DeepSegment/FCN-GoogLeNet

Implementation vs real world example

engahmed1190 opened this issue · 11 comments

Hello,

I would like to know the importance of having annotation images in the testing of the model , why we don't provide RBG images only

Basically this is the implementation

valid_images, valid_annotations = validation_dataset_reader.get_consecutive_batch(FLAGS.batch_size)
pred = sess.run(pred_annotation, feed_dict={image: valid_images, annotation: valid_annotations,
                                                    keep_probability: 1.0})

why don't we only do that

pred = sess.run(pred_annotation, feed_dict={image: valid_images, keep_probability: 1.0})

@txzhao can you help on this please

Hi,

Sorry for the late reply. I'm kind of occupied by some other projects and don't have much time to check the code. From what I've seen so far, I think you are right. We could simplify this line of code. I must have been too lazy or hurry to think about it clearly when I coded this part. But I think it won't affect the testing results.

Hello Tianxiao

i have tried to load the model using this code


from __future__ import print_function
import tensorflow as tf
import numpy as np


import inception_v3_fcn

IMAGE_SIZE = 224

NUM_OF_CLASSESS = 22


def load_image(filename):
  with open(filename) as f:
    return np.array(f.read())|

sess = tf.Session()

print("Setting up Saver...")

saver = tf.train.import_meta_graph('./logs/allmodel.ckpt-100000.meta')
print("meta graph loaded")

saver.restore(sess,tf.train.latest_checkpoint('./logs'))

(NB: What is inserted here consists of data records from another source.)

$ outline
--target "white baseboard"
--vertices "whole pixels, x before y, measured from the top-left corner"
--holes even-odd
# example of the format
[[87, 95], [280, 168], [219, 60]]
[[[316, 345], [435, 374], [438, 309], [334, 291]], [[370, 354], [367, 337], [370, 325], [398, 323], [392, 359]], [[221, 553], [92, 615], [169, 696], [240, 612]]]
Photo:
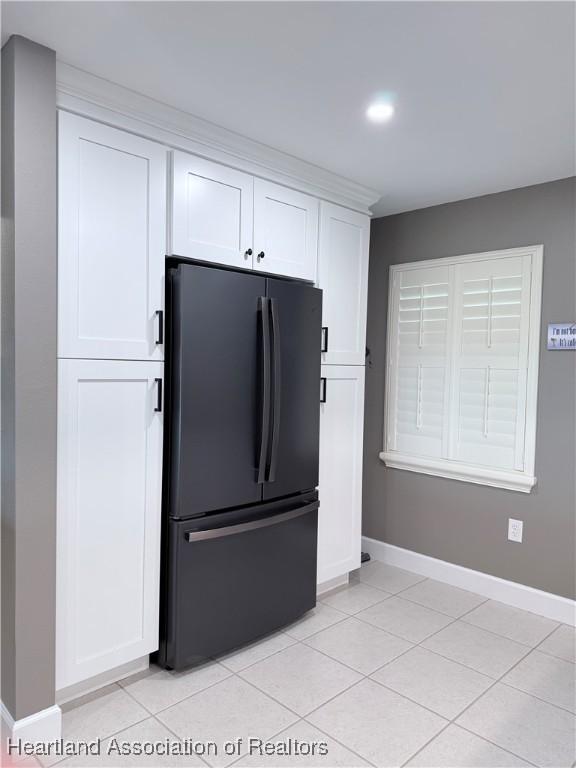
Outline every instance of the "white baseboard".
[[82, 680], [80, 683], [74, 683], [66, 688], [60, 688], [56, 691], [56, 702], [58, 704], [65, 704], [67, 701], [73, 701], [79, 699], [81, 696], [85, 696], [87, 693], [97, 691], [99, 688], [104, 688], [111, 683], [117, 683], [118, 680], [123, 680], [125, 677], [134, 675], [137, 672], [142, 672], [148, 669], [150, 666], [150, 656], [141, 656], [139, 659], [129, 661], [126, 664], [121, 664], [119, 667], [109, 669], [107, 672], [102, 672], [99, 675], [88, 678], [88, 680]]
[[500, 579], [498, 576], [491, 576], [481, 571], [473, 571], [462, 565], [437, 560], [435, 557], [421, 555], [419, 552], [402, 549], [367, 536], [362, 537], [362, 551], [369, 552], [374, 560], [382, 563], [395, 565], [454, 587], [468, 589], [470, 592], [477, 592], [500, 603], [523, 608], [525, 611], [538, 613], [540, 616], [561, 621], [563, 624], [576, 626], [576, 602], [567, 597], [543, 592], [540, 589]]
[[21, 720], [14, 720], [4, 702], [0, 701], [0, 714], [12, 741], [56, 741], [62, 735], [62, 712], [56, 704]]
[[318, 584], [316, 586], [316, 594], [318, 597], [320, 597], [320, 595], [324, 595], [326, 592], [330, 592], [331, 589], [336, 589], [336, 587], [343, 587], [344, 584], [348, 584], [349, 579], [350, 574], [344, 573], [342, 576], [336, 576], [334, 579], [323, 581], [322, 584]]

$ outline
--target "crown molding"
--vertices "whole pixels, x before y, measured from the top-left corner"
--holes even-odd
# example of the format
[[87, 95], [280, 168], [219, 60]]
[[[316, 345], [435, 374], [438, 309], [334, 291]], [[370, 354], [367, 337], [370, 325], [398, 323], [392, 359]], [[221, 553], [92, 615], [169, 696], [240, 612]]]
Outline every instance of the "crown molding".
[[370, 213], [369, 207], [380, 198], [376, 190], [60, 61], [56, 96], [60, 109], [353, 210]]

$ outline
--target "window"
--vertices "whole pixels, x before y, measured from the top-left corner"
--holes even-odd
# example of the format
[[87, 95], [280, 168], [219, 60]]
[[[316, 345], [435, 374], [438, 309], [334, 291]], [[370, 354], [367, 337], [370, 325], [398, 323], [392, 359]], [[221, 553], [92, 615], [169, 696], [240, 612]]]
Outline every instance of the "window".
[[529, 493], [542, 246], [390, 267], [386, 466]]

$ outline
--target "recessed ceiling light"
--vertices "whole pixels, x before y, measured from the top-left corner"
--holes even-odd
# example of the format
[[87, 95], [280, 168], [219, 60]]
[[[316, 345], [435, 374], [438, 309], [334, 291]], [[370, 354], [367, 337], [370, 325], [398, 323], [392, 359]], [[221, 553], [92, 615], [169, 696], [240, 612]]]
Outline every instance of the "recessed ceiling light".
[[394, 114], [394, 105], [389, 101], [375, 101], [366, 110], [366, 117], [373, 123], [385, 123]]

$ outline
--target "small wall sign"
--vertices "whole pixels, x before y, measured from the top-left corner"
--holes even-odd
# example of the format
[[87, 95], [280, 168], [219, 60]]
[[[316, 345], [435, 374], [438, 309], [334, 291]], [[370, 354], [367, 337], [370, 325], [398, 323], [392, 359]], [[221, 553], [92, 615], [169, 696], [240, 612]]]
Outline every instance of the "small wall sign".
[[576, 323], [548, 323], [548, 349], [576, 350]]

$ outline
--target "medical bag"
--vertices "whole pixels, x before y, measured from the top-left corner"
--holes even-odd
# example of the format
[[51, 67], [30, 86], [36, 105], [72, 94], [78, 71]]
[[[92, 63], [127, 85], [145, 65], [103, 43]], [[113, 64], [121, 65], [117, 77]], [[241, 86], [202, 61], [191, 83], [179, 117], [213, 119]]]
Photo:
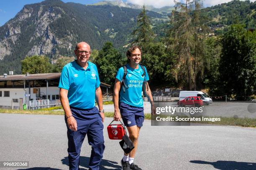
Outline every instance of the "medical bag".
[[125, 128], [121, 121], [120, 124], [111, 125], [113, 121], [108, 126], [108, 138], [112, 140], [122, 140], [123, 137], [126, 134]]

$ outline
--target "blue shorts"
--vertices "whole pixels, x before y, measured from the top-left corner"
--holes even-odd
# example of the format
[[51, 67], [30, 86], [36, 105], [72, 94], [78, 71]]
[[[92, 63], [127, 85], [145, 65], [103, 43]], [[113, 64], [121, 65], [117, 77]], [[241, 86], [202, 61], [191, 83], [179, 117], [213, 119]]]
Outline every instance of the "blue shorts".
[[119, 109], [125, 125], [127, 127], [137, 125], [138, 127], [143, 125], [144, 108], [132, 106], [120, 102]]

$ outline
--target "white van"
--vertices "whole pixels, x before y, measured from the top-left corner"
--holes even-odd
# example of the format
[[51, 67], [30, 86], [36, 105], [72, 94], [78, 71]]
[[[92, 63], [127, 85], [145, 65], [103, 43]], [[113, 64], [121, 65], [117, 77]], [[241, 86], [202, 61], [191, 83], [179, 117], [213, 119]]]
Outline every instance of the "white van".
[[201, 97], [204, 101], [204, 105], [209, 105], [212, 103], [212, 100], [205, 93], [200, 91], [181, 91], [179, 92], [179, 100], [182, 100], [187, 97], [189, 96], [199, 96]]

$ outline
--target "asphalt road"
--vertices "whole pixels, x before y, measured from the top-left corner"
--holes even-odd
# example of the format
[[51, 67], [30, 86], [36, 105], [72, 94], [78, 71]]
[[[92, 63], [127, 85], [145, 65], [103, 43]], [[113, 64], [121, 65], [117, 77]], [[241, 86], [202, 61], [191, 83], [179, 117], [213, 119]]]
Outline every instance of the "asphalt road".
[[[175, 107], [177, 102], [156, 102], [157, 107], [171, 106]], [[144, 112], [151, 112], [151, 105], [149, 102], [144, 102]], [[113, 105], [104, 105], [104, 109], [107, 112], [114, 112]], [[209, 117], [232, 117], [237, 115], [238, 118], [256, 118], [256, 103], [243, 102], [214, 102], [209, 105], [204, 106], [203, 115]]]
[[[118, 141], [108, 138], [101, 170], [120, 170]], [[27, 170], [68, 169], [63, 115], [0, 114], [0, 161], [28, 161]], [[151, 126], [145, 120], [135, 163], [143, 170], [256, 169], [256, 129], [238, 127]], [[80, 168], [88, 169], [84, 142]], [[0, 170], [24, 169], [1, 168]]]

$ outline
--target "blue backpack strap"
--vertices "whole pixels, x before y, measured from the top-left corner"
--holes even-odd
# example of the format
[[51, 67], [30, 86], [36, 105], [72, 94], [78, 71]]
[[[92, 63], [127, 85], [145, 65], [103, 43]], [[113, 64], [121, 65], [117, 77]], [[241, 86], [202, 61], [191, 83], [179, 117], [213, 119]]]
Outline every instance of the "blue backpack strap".
[[122, 84], [121, 84], [121, 86], [123, 87], [123, 92], [125, 92], [125, 88], [128, 88], [125, 84], [125, 80], [126, 77], [126, 75], [127, 75], [127, 67], [126, 67], [126, 65], [124, 65], [123, 66], [123, 68], [124, 73], [123, 76], [123, 79], [122, 79]]
[[[142, 75], [141, 75], [141, 76], [142, 77], [143, 77], [144, 76], [146, 76], [146, 70], [145, 70], [145, 67], [144, 67], [144, 66], [143, 65], [141, 65], [141, 64], [139, 64], [139, 65], [141, 66], [141, 68], [143, 70], [143, 74], [142, 74]], [[146, 85], [147, 91], [148, 91], [148, 83], [147, 83], [147, 82], [148, 82], [147, 81], [146, 81], [145, 82], [146, 82]]]
[[140, 65], [141, 66], [141, 68], [142, 69], [142, 70], [143, 70], [143, 74], [142, 74], [142, 75], [141, 75], [142, 77], [143, 77], [143, 76], [146, 76], [146, 70], [145, 70], [145, 68], [144, 67], [144, 66], [140, 64], [139, 64], [139, 65]]

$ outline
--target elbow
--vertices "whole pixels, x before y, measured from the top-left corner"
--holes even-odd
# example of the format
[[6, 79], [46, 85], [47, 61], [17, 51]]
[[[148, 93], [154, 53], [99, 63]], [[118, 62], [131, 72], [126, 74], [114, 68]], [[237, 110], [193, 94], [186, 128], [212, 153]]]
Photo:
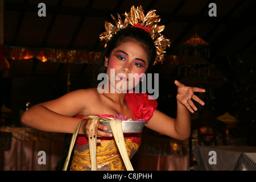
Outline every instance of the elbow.
[[184, 134], [183, 135], [180, 135], [179, 136], [179, 138], [177, 138], [177, 139], [180, 140], [185, 140], [188, 139], [189, 139], [190, 137], [190, 132], [189, 133], [187, 134]]
[[29, 125], [29, 113], [28, 111], [26, 111], [24, 112], [24, 113], [22, 114], [21, 118], [20, 118], [20, 121], [22, 123], [23, 123], [25, 125]]

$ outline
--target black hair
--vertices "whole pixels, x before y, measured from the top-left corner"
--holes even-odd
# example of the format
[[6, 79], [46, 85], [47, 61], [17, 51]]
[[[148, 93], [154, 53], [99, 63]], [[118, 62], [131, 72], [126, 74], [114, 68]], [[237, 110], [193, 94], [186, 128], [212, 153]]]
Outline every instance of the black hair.
[[[106, 73], [106, 67], [104, 65], [105, 57], [109, 59], [113, 49], [119, 46], [121, 43], [131, 40], [141, 43], [145, 52], [147, 54], [148, 65], [146, 72], [148, 72], [156, 58], [156, 53], [155, 43], [151, 36], [147, 31], [140, 28], [129, 26], [118, 31], [108, 42], [107, 47], [104, 49], [98, 63], [98, 74]], [[97, 75], [96, 75], [97, 76]], [[97, 79], [96, 79], [95, 84], [96, 85], [98, 84]]]

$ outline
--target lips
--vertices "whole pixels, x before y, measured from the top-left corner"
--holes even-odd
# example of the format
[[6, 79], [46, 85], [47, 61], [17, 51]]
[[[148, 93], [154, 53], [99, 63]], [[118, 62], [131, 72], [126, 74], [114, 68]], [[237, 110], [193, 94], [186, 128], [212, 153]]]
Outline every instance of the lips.
[[122, 76], [120, 76], [120, 75], [117, 75], [117, 76], [120, 78], [121, 80], [125, 80], [125, 81], [127, 81], [129, 80], [128, 78], [127, 77], [124, 77]]

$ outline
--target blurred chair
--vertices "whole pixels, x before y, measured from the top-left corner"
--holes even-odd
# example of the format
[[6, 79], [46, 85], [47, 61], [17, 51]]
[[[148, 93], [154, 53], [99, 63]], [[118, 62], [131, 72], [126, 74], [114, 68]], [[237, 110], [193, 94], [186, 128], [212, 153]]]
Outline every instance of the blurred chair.
[[200, 118], [191, 121], [191, 134], [188, 140], [190, 168], [194, 169], [197, 162], [193, 155], [193, 139], [199, 146], [226, 146], [226, 124], [212, 118]]

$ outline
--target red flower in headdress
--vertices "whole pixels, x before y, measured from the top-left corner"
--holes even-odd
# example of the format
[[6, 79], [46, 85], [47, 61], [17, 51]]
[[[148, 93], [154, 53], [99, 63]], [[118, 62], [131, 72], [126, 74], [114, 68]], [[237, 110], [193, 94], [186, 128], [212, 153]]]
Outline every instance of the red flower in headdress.
[[141, 24], [141, 23], [136, 23], [133, 27], [136, 27], [136, 28], [142, 28], [142, 29], [145, 30], [148, 33], [150, 31], [150, 28], [143, 26], [143, 25]]

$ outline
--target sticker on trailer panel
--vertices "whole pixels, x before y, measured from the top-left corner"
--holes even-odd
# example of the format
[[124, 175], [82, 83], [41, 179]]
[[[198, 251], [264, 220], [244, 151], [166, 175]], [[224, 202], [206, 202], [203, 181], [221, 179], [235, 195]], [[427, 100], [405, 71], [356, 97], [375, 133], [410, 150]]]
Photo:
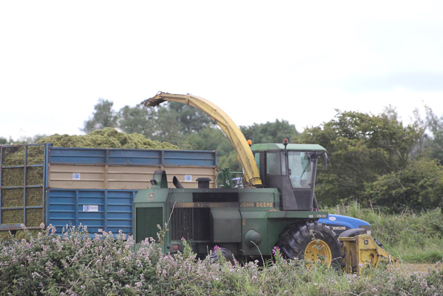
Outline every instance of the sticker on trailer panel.
[[98, 205], [84, 204], [83, 211], [98, 211]]

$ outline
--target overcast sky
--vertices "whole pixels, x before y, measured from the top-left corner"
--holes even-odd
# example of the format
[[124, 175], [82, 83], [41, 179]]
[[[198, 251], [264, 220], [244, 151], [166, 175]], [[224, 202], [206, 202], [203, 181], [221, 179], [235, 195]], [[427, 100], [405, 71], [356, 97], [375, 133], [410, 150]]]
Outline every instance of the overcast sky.
[[335, 110], [443, 115], [443, 1], [1, 1], [0, 137], [82, 134], [159, 91], [239, 125]]

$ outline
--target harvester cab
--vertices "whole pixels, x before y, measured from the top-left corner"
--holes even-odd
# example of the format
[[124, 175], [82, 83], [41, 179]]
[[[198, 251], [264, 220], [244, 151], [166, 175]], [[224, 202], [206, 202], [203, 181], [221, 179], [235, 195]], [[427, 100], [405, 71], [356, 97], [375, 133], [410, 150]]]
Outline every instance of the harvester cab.
[[[199, 182], [199, 188], [185, 189], [174, 177], [176, 188], [171, 189], [166, 172], [156, 171], [152, 188], [138, 191], [134, 198], [136, 243], [155, 238], [158, 225], [166, 225], [161, 245], [165, 252], [182, 250], [183, 238], [199, 256], [211, 254], [213, 259], [220, 254], [239, 261], [270, 257], [278, 247], [286, 257], [345, 266], [350, 272], [360, 272], [357, 265], [379, 262], [363, 262], [362, 258], [386, 256], [368, 233], [368, 223], [318, 211], [314, 194], [317, 163], [323, 159], [325, 167], [329, 162], [323, 147], [287, 140], [250, 146], [226, 113], [195, 96], [159, 93], [145, 105], [156, 106], [165, 101], [195, 107], [220, 126], [237, 152], [243, 184], [232, 186], [234, 182], [229, 180], [230, 186], [209, 188], [205, 180]], [[354, 238], [341, 241], [328, 225]], [[214, 248], [219, 251], [210, 252]]]
[[[285, 139], [286, 140], [286, 139]], [[320, 145], [288, 143], [255, 144], [251, 147], [262, 182], [276, 188], [282, 195], [282, 211], [316, 211], [314, 194], [317, 162], [328, 162], [326, 150]]]

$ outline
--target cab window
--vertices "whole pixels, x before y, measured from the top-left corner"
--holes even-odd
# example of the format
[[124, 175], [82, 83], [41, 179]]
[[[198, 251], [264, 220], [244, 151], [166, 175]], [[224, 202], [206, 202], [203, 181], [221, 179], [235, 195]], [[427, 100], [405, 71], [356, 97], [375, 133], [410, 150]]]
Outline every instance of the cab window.
[[266, 173], [281, 175], [280, 153], [269, 152], [266, 155]]

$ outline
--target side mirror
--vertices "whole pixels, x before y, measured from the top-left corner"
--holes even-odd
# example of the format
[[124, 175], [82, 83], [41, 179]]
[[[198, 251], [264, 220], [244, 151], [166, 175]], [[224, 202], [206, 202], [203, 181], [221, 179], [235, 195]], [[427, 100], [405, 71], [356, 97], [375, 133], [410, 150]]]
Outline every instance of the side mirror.
[[329, 163], [329, 159], [327, 157], [327, 153], [323, 153], [323, 166], [325, 166], [325, 169], [327, 168], [327, 164]]

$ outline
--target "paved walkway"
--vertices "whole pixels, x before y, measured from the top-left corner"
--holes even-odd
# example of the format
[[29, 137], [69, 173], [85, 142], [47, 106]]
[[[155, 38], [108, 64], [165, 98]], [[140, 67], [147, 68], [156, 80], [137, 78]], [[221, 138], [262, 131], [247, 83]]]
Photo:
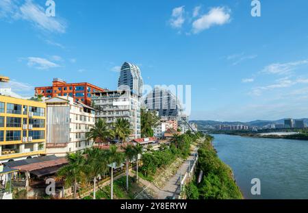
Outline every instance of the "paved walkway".
[[190, 168], [194, 164], [196, 159], [196, 153], [198, 152], [198, 148], [195, 148], [192, 152], [190, 156], [185, 161], [177, 173], [170, 179], [166, 184], [165, 186], [159, 191], [158, 199], [165, 199], [167, 197], [174, 197], [178, 198], [181, 192], [181, 173], [183, 177], [186, 172], [189, 171], [189, 166], [190, 163]]

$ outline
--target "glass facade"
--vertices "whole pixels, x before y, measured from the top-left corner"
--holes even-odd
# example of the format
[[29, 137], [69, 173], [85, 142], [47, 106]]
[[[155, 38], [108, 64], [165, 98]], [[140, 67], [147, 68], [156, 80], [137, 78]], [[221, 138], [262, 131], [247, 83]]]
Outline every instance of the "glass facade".
[[7, 127], [21, 127], [21, 118], [6, 117]]
[[44, 139], [45, 131], [29, 131], [29, 137], [32, 137], [32, 140]]
[[29, 112], [32, 112], [33, 114], [36, 116], [45, 116], [45, 110], [44, 108], [30, 106], [29, 107]]
[[21, 105], [8, 103], [6, 108], [6, 113], [21, 114]]
[[0, 102], [0, 113], [4, 113], [4, 103]]

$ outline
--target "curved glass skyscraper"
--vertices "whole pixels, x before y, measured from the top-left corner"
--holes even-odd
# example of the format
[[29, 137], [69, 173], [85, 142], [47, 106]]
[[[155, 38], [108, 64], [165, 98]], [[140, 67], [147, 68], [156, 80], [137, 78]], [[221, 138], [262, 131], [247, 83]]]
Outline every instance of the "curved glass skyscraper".
[[120, 90], [129, 88], [131, 91], [141, 97], [143, 79], [139, 67], [131, 63], [124, 62], [121, 67], [118, 87]]
[[160, 117], [177, 118], [182, 112], [177, 97], [170, 90], [162, 88], [155, 87], [146, 95], [144, 102], [148, 109], [158, 112]]

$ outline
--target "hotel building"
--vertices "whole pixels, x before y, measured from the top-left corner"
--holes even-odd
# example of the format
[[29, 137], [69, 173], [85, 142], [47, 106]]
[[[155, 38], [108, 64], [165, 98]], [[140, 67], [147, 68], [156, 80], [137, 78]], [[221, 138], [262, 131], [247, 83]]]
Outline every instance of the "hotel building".
[[93, 108], [69, 97], [53, 97], [45, 102], [47, 155], [62, 157], [93, 146], [86, 136], [95, 123]]
[[45, 154], [46, 104], [0, 95], [0, 162]]
[[118, 88], [125, 90], [130, 89], [139, 97], [142, 96], [143, 79], [138, 66], [127, 62], [122, 65]]
[[132, 131], [130, 139], [141, 137], [140, 101], [138, 95], [129, 90], [95, 92], [92, 101], [97, 118], [104, 118], [107, 123], [119, 118], [127, 119]]
[[89, 83], [68, 84], [64, 80], [53, 79], [52, 86], [36, 87], [36, 95], [42, 95], [47, 98], [67, 96], [88, 105], [91, 105], [91, 93], [103, 92], [105, 90]]

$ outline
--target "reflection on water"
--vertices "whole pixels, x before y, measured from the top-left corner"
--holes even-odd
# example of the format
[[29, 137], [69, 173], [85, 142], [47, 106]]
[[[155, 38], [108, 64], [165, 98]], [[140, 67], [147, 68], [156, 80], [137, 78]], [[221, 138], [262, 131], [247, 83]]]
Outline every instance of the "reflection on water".
[[[214, 135], [246, 199], [308, 199], [308, 141]], [[251, 179], [261, 180], [252, 195]]]

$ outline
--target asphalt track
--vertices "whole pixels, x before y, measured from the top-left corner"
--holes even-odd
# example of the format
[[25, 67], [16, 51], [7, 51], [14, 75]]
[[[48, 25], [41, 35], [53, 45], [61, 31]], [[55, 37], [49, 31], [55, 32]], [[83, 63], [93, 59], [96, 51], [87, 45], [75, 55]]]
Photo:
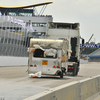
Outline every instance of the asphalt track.
[[0, 99], [23, 100], [29, 96], [69, 82], [100, 75], [100, 63], [81, 64], [78, 76], [29, 78], [27, 66], [0, 67]]

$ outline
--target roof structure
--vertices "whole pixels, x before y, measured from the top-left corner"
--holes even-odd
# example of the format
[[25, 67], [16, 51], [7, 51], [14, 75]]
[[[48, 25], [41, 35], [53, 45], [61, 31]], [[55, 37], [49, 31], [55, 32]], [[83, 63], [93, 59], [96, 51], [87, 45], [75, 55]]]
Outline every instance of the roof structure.
[[100, 48], [97, 49], [96, 51], [92, 52], [89, 57], [100, 57]]
[[39, 4], [33, 4], [33, 5], [26, 5], [26, 6], [1, 6], [0, 8], [30, 8], [30, 7], [37, 7], [37, 6], [42, 6], [42, 5], [47, 5], [51, 4], [53, 2], [45, 2], [45, 3], [39, 3]]

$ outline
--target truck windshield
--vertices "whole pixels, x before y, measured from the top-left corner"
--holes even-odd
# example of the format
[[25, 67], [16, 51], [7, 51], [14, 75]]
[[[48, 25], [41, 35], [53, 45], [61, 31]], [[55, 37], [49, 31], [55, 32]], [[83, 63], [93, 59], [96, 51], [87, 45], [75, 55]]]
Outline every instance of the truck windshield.
[[53, 49], [53, 51], [51, 51], [51, 49], [45, 49], [45, 51], [43, 51], [41, 49], [36, 49], [33, 53], [33, 57], [36, 57], [36, 58], [57, 58], [57, 50]]

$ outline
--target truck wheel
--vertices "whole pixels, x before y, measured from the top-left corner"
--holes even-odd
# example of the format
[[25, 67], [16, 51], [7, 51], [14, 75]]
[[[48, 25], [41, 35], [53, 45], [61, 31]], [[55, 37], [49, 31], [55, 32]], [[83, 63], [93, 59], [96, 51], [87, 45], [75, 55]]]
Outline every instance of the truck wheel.
[[63, 78], [63, 72], [60, 72], [60, 78]]

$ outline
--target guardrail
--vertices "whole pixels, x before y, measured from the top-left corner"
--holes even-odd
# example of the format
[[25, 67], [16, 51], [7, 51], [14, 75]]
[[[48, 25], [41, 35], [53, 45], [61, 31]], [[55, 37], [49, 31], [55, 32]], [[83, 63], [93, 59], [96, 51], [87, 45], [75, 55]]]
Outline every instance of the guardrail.
[[86, 100], [89, 97], [91, 97], [89, 100], [94, 100], [93, 95], [98, 92], [100, 92], [100, 75], [61, 85], [24, 100]]

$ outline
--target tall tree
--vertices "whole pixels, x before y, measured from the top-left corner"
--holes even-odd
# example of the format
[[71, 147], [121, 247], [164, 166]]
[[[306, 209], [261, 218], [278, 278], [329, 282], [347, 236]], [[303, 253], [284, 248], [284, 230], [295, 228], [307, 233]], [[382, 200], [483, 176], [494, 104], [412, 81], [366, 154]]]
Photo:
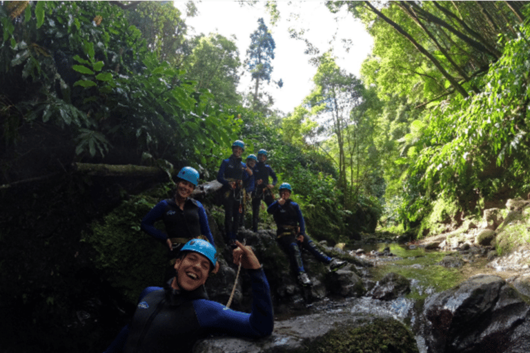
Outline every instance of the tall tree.
[[[246, 50], [247, 65], [252, 80], [255, 81], [253, 93], [253, 108], [255, 109], [259, 108], [260, 105], [259, 95], [260, 84], [265, 81], [268, 83], [271, 82], [271, 74], [273, 72], [272, 61], [274, 59], [274, 50], [276, 48], [273, 36], [265, 25], [263, 18], [258, 19], [257, 23], [259, 24], [257, 30], [251, 34], [251, 45]], [[281, 79], [277, 84], [282, 87], [283, 83]], [[262, 110], [259, 109], [259, 110]]]
[[193, 43], [193, 50], [184, 68], [186, 77], [197, 82], [195, 90], [210, 91], [217, 104], [239, 104], [237, 88], [241, 62], [235, 43], [219, 34], [198, 37]]
[[313, 82], [315, 88], [306, 99], [312, 108], [312, 112], [325, 121], [328, 131], [337, 139], [338, 185], [345, 190], [348, 185], [348, 141], [345, 132], [354, 123], [351, 119], [352, 109], [362, 103], [364, 86], [353, 74], [341, 70], [329, 52], [324, 53], [320, 58], [320, 65], [313, 77]]

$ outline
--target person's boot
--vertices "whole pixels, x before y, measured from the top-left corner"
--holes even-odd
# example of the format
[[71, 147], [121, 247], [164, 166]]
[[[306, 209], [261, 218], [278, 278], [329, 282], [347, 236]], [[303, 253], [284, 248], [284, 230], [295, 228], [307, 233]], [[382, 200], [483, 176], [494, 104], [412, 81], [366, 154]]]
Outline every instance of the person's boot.
[[298, 282], [304, 286], [313, 285], [311, 280], [309, 279], [309, 277], [306, 272], [300, 272], [298, 274]]
[[332, 259], [331, 262], [329, 263], [329, 270], [331, 272], [337, 271], [339, 269], [346, 266], [348, 263], [343, 260], [337, 260], [336, 259]]

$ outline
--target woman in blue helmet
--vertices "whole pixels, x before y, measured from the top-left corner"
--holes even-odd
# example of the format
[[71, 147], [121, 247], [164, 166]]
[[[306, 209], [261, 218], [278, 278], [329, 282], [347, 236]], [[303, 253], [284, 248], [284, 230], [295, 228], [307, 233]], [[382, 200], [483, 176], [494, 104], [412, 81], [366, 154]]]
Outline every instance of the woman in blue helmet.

all_vars = tf.get_collection('vars')
'''
for v in tf.global_variables():
    print(v.name)
'''
image = tf.placeholder(tf.float32, shape=[None, IMAGE_SIZE, IMAGE_SIZE, 3], name="input_image")
tf.summary.image("input_image", image, max_outputs=2)

pred_annotation, logits, end_points = inception_v3_fcn.inception_v3_fcn(image, num_classes=NUM_OF_CLASSESS, dropout_keep_prob=1.0)

tf.summary.image("pred_annotation", tf.cast(pred_annotation, tf.uint8), max_outputs=2)
pred = sess.run(pred_annotation, feed_dict={image: load_image('actor.jpg').flatten()})


i have get an error related to

Traceback (most recent call last):
  File "loading_model.py", line 42, in <module>
    pred = sess.run(pred_annotation, feed_dict={image: load_image('actor.jpg').flatten()})
  File "/usr/local/lib/python2.7/dist-packages/tensorflow/python/client/session.py", line 895, in run
    run_metadata_ptr)
  File "/usr/local/lib/python2.7/dist-packages/tensorflow/python/client/session.py", line 1093, in _run
    np_val = np.asarray(subfeed_val, dtype=subfeed_dtype)
  File "/usr/local/lib/python2.7/dist-packages/numpy/core/numeric.py", line 531, in asarray
    return array(a, dtype, copy=False, order=order)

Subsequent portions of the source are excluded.